In questo quadro sconfortante difficile individuare scelte condivise per il nuovo presidente della Repubblica. Già è facile prevedere uno scontro fra le parti (e i partiti) del quale gli italiani farebbero volentieri a meno, visto che le posizioni per una candidatura non divisiva appaiono ingestibili. La soluzione più pratica e più efficace ci sarebbe: un Mattarella-bis che mantenga lo status quo del governo a guida Draghi fino alla naturale fine della legislatura (maggio 2023). Ma è una soluzione talmente semplice che non trova spazio tra i politici che affermano con finta convinzione che Mattarella ha detto chiaramente che non vuole un secondo mandato. Ma secondo voi, ammesso che Mattarella, nel suo ammirevole aplomb, avesse in cuor suo una pur piccolissima idea di accettare un bis in nome della stabilità irrinunciabile visto il momento difficilissimo della pandemia, lo verrebbe a dire a tutti prima della convocazione elettorale per il Quirinale? Conoscendo il personaggio, la sua naturale modestia, neanche sotto tortura direbbe in anticipo «accetto per amor di patria». Nè tanto meno non poteva non dare il suo commiato agli italiani nel messaggio di ieri sera, lasciando intendere che ha già pronte le valigie… Del resto, ricordiamolo bene che al Quirinale non ci si candida, ma si viene candidati.

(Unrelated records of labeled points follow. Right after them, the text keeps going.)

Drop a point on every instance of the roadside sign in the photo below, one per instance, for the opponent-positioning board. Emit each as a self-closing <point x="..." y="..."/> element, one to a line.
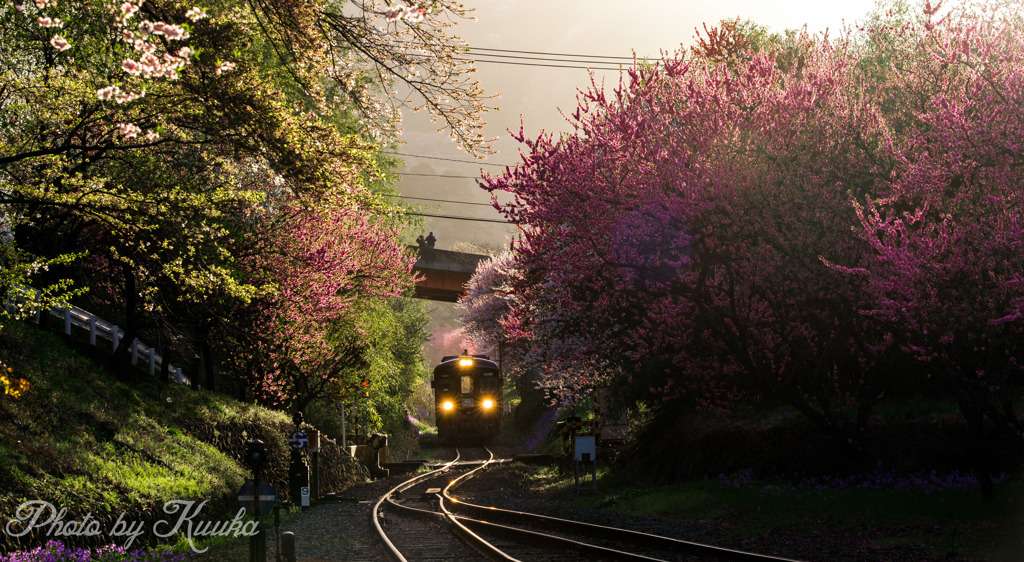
<point x="257" y="502"/>
<point x="297" y="440"/>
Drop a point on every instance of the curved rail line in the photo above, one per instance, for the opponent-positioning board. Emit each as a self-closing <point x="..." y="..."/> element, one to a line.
<point x="389" y="548"/>
<point x="468" y="528"/>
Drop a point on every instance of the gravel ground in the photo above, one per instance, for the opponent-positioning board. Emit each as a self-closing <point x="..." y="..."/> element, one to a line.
<point x="341" y="530"/>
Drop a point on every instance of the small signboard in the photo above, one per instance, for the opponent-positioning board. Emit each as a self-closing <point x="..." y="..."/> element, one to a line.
<point x="298" y="440"/>
<point x="586" y="448"/>
<point x="255" y="500"/>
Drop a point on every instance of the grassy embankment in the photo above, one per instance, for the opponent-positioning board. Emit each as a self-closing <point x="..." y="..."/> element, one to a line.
<point x="83" y="440"/>
<point x="905" y="515"/>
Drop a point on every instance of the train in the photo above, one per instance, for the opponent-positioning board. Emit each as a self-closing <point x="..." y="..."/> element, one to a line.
<point x="467" y="398"/>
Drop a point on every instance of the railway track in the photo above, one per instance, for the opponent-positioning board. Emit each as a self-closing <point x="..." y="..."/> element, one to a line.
<point x="422" y="519"/>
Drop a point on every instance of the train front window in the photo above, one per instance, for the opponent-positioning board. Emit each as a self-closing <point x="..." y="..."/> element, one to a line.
<point x="488" y="384"/>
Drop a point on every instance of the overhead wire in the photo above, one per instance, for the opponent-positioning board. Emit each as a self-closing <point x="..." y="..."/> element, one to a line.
<point x="448" y="159"/>
<point x="453" y="217"/>
<point x="448" y="201"/>
<point x="544" y="66"/>
<point x="436" y="175"/>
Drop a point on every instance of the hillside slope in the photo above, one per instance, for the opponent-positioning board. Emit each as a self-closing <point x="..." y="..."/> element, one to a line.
<point x="85" y="441"/>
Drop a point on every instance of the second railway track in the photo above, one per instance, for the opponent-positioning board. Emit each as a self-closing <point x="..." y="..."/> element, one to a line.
<point x="423" y="519"/>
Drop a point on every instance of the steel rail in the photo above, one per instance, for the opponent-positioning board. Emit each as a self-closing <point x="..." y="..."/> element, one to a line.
<point x="390" y="550"/>
<point x="615" y="533"/>
<point x="475" y="541"/>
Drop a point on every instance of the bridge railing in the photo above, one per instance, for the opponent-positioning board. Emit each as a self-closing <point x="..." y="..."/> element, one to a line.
<point x="98" y="329"/>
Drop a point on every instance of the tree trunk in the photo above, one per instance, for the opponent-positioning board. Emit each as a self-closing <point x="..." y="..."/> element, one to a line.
<point x="121" y="359"/>
<point x="975" y="418"/>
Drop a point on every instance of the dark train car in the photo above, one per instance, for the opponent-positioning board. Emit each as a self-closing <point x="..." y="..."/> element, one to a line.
<point x="467" y="398"/>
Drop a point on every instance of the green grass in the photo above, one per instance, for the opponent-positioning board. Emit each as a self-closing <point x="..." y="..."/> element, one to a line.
<point x="82" y="439"/>
<point x="939" y="523"/>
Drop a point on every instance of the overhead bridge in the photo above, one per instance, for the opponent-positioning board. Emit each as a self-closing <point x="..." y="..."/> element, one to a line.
<point x="445" y="273"/>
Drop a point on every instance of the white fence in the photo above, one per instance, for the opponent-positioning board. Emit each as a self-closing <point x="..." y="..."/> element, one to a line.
<point x="98" y="330"/>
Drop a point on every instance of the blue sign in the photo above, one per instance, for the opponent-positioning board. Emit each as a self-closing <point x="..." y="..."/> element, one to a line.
<point x="297" y="440"/>
<point x="257" y="504"/>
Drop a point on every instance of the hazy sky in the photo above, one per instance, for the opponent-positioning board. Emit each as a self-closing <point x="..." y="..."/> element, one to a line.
<point x="591" y="28"/>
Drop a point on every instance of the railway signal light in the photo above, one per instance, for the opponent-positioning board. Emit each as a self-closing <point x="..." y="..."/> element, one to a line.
<point x="256" y="455"/>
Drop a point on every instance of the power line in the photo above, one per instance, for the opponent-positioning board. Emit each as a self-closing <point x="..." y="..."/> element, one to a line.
<point x="537" y="65"/>
<point x="448" y="159"/>
<point x="436" y="175"/>
<point x="552" y="53"/>
<point x="471" y="48"/>
<point x="448" y="201"/>
<point x="459" y="218"/>
<point x="548" y="59"/>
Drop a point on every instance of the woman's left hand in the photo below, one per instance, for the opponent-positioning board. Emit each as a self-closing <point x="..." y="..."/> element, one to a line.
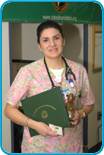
<point x="76" y="118"/>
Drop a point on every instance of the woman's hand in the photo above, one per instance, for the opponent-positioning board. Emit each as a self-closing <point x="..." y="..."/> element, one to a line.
<point x="76" y="118"/>
<point x="42" y="128"/>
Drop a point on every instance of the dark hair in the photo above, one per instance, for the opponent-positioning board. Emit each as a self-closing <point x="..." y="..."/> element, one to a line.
<point x="48" y="24"/>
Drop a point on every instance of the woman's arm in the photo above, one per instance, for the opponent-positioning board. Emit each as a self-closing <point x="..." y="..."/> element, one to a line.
<point x="13" y="113"/>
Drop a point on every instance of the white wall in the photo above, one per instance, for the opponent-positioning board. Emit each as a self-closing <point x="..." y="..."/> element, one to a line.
<point x="25" y="41"/>
<point x="6" y="129"/>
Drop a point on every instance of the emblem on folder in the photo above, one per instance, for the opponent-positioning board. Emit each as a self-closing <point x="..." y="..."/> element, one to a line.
<point x="44" y="114"/>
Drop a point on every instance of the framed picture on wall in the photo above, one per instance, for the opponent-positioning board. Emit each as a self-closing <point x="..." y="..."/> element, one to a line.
<point x="97" y="48"/>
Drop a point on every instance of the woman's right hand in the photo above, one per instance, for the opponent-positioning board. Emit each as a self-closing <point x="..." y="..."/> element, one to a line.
<point x="42" y="128"/>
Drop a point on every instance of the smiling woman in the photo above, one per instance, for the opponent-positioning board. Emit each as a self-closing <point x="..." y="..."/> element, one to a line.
<point x="41" y="75"/>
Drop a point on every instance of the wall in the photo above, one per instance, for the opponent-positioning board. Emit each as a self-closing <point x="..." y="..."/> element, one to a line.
<point x="6" y="128"/>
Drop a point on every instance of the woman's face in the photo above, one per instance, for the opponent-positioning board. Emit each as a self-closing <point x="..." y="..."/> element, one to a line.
<point x="51" y="43"/>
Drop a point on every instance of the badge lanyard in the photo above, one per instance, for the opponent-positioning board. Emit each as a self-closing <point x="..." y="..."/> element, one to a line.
<point x="68" y="72"/>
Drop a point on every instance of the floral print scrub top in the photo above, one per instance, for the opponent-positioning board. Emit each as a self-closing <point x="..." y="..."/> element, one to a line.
<point x="32" y="79"/>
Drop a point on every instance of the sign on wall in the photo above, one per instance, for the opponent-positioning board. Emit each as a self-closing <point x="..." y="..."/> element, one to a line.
<point x="71" y="12"/>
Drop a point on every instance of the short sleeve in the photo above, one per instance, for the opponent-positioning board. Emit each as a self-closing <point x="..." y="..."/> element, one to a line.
<point x="19" y="86"/>
<point x="87" y="96"/>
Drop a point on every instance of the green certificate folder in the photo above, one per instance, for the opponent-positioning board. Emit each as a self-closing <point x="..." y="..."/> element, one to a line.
<point x="47" y="107"/>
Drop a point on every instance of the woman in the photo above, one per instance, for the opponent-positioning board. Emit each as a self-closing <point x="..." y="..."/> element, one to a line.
<point x="34" y="79"/>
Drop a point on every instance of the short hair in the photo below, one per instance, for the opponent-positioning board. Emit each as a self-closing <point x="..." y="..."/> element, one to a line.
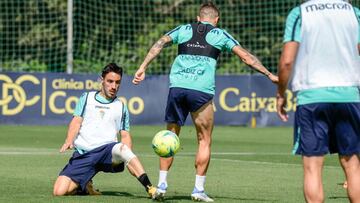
<point x="209" y="10"/>
<point x="111" y="67"/>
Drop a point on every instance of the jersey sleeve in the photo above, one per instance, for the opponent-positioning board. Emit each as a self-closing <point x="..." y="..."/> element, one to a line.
<point x="293" y="26"/>
<point x="174" y="34"/>
<point x="229" y="41"/>
<point x="125" y="122"/>
<point x="80" y="106"/>
<point x="357" y="13"/>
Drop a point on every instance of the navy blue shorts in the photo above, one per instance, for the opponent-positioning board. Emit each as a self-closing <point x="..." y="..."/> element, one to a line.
<point x="322" y="128"/>
<point x="181" y="101"/>
<point x="83" y="167"/>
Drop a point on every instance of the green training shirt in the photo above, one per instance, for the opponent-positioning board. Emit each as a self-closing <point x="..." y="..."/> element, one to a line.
<point x="194" y="71"/>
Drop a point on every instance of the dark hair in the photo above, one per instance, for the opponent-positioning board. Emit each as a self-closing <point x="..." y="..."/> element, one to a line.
<point x="111" y="67"/>
<point x="209" y="9"/>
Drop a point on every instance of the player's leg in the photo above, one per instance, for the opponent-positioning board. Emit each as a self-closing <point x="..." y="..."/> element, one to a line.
<point x="175" y="116"/>
<point x="122" y="153"/>
<point x="313" y="188"/>
<point x="351" y="166"/>
<point x="347" y="119"/>
<point x="204" y="123"/>
<point x="64" y="186"/>
<point x="203" y="119"/>
<point x="165" y="164"/>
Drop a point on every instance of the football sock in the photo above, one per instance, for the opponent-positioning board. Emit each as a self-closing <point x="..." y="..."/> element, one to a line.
<point x="199" y="182"/>
<point x="162" y="177"/>
<point x="144" y="180"/>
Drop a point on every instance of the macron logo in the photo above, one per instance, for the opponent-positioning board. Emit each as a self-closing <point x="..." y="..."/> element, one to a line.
<point x="197" y="45"/>
<point x="328" y="6"/>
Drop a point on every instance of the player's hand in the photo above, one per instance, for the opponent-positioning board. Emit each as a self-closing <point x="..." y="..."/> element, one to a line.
<point x="139" y="76"/>
<point x="280" y="107"/>
<point x="66" y="146"/>
<point x="274" y="78"/>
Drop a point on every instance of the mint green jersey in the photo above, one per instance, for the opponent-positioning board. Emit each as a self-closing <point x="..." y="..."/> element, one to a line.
<point x="194" y="71"/>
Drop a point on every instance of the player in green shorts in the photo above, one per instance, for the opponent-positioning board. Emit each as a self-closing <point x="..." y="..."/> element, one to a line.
<point x="192" y="85"/>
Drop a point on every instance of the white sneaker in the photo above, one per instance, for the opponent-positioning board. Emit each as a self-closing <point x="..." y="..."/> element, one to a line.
<point x="160" y="192"/>
<point x="200" y="196"/>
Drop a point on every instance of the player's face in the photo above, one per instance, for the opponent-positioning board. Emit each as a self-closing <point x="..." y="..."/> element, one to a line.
<point x="110" y="85"/>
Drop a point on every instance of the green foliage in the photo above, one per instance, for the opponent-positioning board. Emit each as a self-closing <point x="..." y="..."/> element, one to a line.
<point x="24" y="66"/>
<point x="123" y="32"/>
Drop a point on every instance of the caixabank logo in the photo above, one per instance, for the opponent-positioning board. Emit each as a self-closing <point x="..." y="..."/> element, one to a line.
<point x="14" y="98"/>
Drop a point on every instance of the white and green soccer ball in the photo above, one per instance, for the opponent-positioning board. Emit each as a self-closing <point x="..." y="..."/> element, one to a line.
<point x="166" y="143"/>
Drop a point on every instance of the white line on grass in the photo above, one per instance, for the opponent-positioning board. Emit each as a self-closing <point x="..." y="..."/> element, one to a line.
<point x="48" y="151"/>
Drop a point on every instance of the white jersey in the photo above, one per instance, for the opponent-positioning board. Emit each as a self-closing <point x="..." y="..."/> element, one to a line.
<point x="328" y="55"/>
<point x="101" y="122"/>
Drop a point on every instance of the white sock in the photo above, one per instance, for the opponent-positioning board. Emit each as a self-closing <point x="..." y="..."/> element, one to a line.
<point x="162" y="177"/>
<point x="200" y="182"/>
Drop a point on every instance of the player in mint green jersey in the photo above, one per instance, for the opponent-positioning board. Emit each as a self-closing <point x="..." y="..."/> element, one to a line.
<point x="192" y="85"/>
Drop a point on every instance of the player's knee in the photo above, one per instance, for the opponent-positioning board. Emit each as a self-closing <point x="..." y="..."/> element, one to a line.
<point x="122" y="153"/>
<point x="58" y="191"/>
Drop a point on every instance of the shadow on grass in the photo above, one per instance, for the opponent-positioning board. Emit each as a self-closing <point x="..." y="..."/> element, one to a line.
<point x="123" y="194"/>
<point x="339" y="197"/>
<point x="218" y="198"/>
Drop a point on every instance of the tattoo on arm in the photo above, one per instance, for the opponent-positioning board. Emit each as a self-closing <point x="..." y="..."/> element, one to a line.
<point x="156" y="49"/>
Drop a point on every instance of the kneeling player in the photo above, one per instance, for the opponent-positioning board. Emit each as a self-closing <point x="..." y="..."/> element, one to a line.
<point x="98" y="118"/>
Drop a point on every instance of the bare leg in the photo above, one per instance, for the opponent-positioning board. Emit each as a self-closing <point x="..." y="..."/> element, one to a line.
<point x="313" y="188"/>
<point x="351" y="166"/>
<point x="165" y="163"/>
<point x="135" y="167"/>
<point x="64" y="186"/>
<point x="204" y="123"/>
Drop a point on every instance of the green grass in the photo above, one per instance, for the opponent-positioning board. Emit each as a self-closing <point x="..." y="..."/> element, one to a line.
<point x="247" y="165"/>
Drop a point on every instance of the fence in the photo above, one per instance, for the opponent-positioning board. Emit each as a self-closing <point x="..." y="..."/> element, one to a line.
<point x="36" y="35"/>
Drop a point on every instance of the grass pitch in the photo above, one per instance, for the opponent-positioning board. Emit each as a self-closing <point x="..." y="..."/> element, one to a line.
<point x="247" y="165"/>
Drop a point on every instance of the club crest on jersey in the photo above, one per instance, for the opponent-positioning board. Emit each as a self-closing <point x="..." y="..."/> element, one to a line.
<point x="102" y="114"/>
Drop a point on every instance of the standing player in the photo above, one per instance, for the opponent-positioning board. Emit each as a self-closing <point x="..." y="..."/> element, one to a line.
<point x="322" y="45"/>
<point x="98" y="118"/>
<point x="192" y="85"/>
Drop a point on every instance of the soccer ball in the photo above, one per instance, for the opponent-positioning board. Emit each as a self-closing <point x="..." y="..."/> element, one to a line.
<point x="166" y="143"/>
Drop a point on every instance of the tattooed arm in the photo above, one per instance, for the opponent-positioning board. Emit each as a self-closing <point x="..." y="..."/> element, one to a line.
<point x="253" y="62"/>
<point x="152" y="54"/>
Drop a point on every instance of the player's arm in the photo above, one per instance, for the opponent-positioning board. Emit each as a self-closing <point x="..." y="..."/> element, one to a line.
<point x="151" y="55"/>
<point x="253" y="62"/>
<point x="287" y="60"/>
<point x="125" y="128"/>
<point x="73" y="130"/>
<point x="75" y="123"/>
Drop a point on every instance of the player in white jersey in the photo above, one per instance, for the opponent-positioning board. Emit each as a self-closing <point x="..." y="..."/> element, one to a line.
<point x="321" y="52"/>
<point x="98" y="119"/>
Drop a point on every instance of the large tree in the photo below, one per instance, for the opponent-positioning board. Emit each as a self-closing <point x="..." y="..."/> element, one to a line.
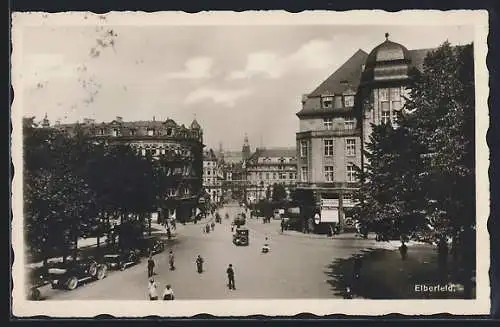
<point x="422" y="171"/>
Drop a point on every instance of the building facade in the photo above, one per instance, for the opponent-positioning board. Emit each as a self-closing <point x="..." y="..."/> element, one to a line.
<point x="179" y="148"/>
<point x="212" y="176"/>
<point x="269" y="166"/>
<point x="335" y="124"/>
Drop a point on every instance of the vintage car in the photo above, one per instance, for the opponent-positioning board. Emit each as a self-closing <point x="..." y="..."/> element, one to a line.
<point x="239" y="220"/>
<point x="150" y="245"/>
<point x="121" y="259"/>
<point x="70" y="274"/>
<point x="37" y="277"/>
<point x="240" y="236"/>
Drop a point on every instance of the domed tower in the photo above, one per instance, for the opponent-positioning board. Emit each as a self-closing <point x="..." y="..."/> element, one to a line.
<point x="245" y="151"/>
<point x="383" y="84"/>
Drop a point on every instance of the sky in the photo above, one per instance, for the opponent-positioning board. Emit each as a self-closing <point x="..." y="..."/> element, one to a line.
<point x="232" y="79"/>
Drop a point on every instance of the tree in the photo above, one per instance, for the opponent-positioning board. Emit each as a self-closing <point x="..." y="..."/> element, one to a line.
<point x="421" y="172"/>
<point x="279" y="192"/>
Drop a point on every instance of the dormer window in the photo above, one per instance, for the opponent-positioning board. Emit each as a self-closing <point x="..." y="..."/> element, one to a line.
<point x="328" y="123"/>
<point x="349" y="101"/>
<point x="327" y="102"/>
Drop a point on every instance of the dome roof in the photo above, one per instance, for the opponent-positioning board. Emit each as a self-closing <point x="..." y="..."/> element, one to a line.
<point x="195" y="125"/>
<point x="388" y="51"/>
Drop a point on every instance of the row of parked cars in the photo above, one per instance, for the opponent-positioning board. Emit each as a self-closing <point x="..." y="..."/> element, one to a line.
<point x="73" y="272"/>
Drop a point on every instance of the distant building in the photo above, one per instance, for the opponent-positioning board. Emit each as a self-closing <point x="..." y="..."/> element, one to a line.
<point x="269" y="166"/>
<point x="181" y="149"/>
<point x="335" y="124"/>
<point x="212" y="176"/>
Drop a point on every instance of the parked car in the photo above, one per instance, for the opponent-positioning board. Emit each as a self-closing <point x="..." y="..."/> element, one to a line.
<point x="70" y="274"/>
<point x="240" y="237"/>
<point x="120" y="259"/>
<point x="150" y="244"/>
<point x="37" y="278"/>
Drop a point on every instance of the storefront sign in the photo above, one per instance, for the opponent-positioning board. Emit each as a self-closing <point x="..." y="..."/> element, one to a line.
<point x="329" y="210"/>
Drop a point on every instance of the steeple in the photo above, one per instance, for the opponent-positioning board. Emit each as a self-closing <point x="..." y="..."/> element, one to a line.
<point x="245" y="151"/>
<point x="45" y="122"/>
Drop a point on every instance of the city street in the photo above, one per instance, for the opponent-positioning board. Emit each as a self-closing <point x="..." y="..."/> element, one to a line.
<point x="296" y="267"/>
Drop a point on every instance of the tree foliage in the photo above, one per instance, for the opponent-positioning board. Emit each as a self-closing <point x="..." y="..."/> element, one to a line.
<point x="71" y="182"/>
<point x="421" y="172"/>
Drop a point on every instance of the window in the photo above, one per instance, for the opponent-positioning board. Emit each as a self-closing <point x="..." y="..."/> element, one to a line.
<point x="383" y="94"/>
<point x="303" y="174"/>
<point x="396" y="105"/>
<point x="395" y="95"/>
<point x="386" y="117"/>
<point x="328" y="148"/>
<point x="327" y="102"/>
<point x="351" y="174"/>
<point x="384" y="106"/>
<point x="329" y="173"/>
<point x="303" y="149"/>
<point x="396" y="116"/>
<point x="328" y="123"/>
<point x="347" y="197"/>
<point x="349" y="101"/>
<point x="349" y="124"/>
<point x="350" y="147"/>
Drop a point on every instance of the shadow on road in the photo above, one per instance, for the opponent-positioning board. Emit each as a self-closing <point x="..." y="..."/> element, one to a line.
<point x="384" y="275"/>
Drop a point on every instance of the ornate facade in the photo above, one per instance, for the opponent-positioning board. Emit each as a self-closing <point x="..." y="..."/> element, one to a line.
<point x="178" y="147"/>
<point x="336" y="119"/>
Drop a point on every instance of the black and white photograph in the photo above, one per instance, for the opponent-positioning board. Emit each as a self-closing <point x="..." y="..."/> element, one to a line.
<point x="250" y="163"/>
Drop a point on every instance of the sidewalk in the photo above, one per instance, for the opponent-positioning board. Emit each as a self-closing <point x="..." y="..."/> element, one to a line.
<point x="384" y="275"/>
<point x="90" y="243"/>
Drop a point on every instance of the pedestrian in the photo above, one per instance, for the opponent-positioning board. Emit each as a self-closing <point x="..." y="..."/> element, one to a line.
<point x="199" y="264"/>
<point x="171" y="260"/>
<point x="151" y="266"/>
<point x="230" y="277"/>
<point x="168" y="293"/>
<point x="152" y="290"/>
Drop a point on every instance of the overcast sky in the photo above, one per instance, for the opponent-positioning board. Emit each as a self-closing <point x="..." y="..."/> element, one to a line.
<point x="234" y="79"/>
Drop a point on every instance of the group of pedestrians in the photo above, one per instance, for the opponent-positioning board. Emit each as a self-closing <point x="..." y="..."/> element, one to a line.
<point x="168" y="293"/>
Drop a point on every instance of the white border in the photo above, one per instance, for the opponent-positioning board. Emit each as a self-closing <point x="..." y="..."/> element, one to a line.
<point x="478" y="19"/>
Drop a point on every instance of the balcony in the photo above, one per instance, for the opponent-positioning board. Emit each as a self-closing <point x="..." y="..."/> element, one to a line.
<point x="333" y="185"/>
<point x="328" y="133"/>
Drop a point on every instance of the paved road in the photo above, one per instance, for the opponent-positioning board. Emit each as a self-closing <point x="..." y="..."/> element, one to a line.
<point x="296" y="267"/>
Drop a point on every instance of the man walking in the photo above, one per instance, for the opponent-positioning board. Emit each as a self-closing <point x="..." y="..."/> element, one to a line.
<point x="230" y="277"/>
<point x="151" y="266"/>
<point x="152" y="290"/>
<point x="171" y="260"/>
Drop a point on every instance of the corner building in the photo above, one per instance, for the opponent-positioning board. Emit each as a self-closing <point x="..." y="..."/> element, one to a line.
<point x="335" y="125"/>
<point x="180" y="148"/>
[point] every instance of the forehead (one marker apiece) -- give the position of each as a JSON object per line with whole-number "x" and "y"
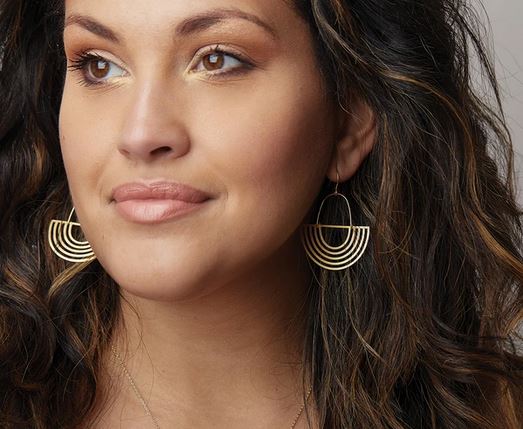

Il momento, però, è terribile: è a rischio la tenuta del Governo (se Draghi dovesse diventare Capo dello Stato) perché verrebbe meno il collante che l’ex presidente Bce sa esercitare e che ha mostrato di saper utilizzare. Ma Draghi ha chiesto di diventare Presidente della Repubblica? Ad ascoltare bene le sue parole nella conferenza di fine anno, solo i più maliziosi (o in malafede) sono riusciti a leggere questo desiderio che, al momento appare più facilmente procrastinabile a fine mandato, a fine legislatura. Senza contare l’inghippo istituzionale che si andrebbe a verificare con uno spostamento di Palazzo. Draghi sta svolgendo più che egregiamente il suo compito, gode della stima incondizionata di tutto il mondo e ha più “nemici” tra i banchi della sua maggioranza che nel resto dell’opposizione (quella modesta e inoffensiva di Giorgia Meloni e quella quotidiana e perfida di Marco Travaglio). Però, può completare il mandato e aspirare, legittimamente, a chiudere la sua “carriera” al vertice al Paese, senza potere politico, ma con l’onore straordinario del ruolo di Capo dello Stato.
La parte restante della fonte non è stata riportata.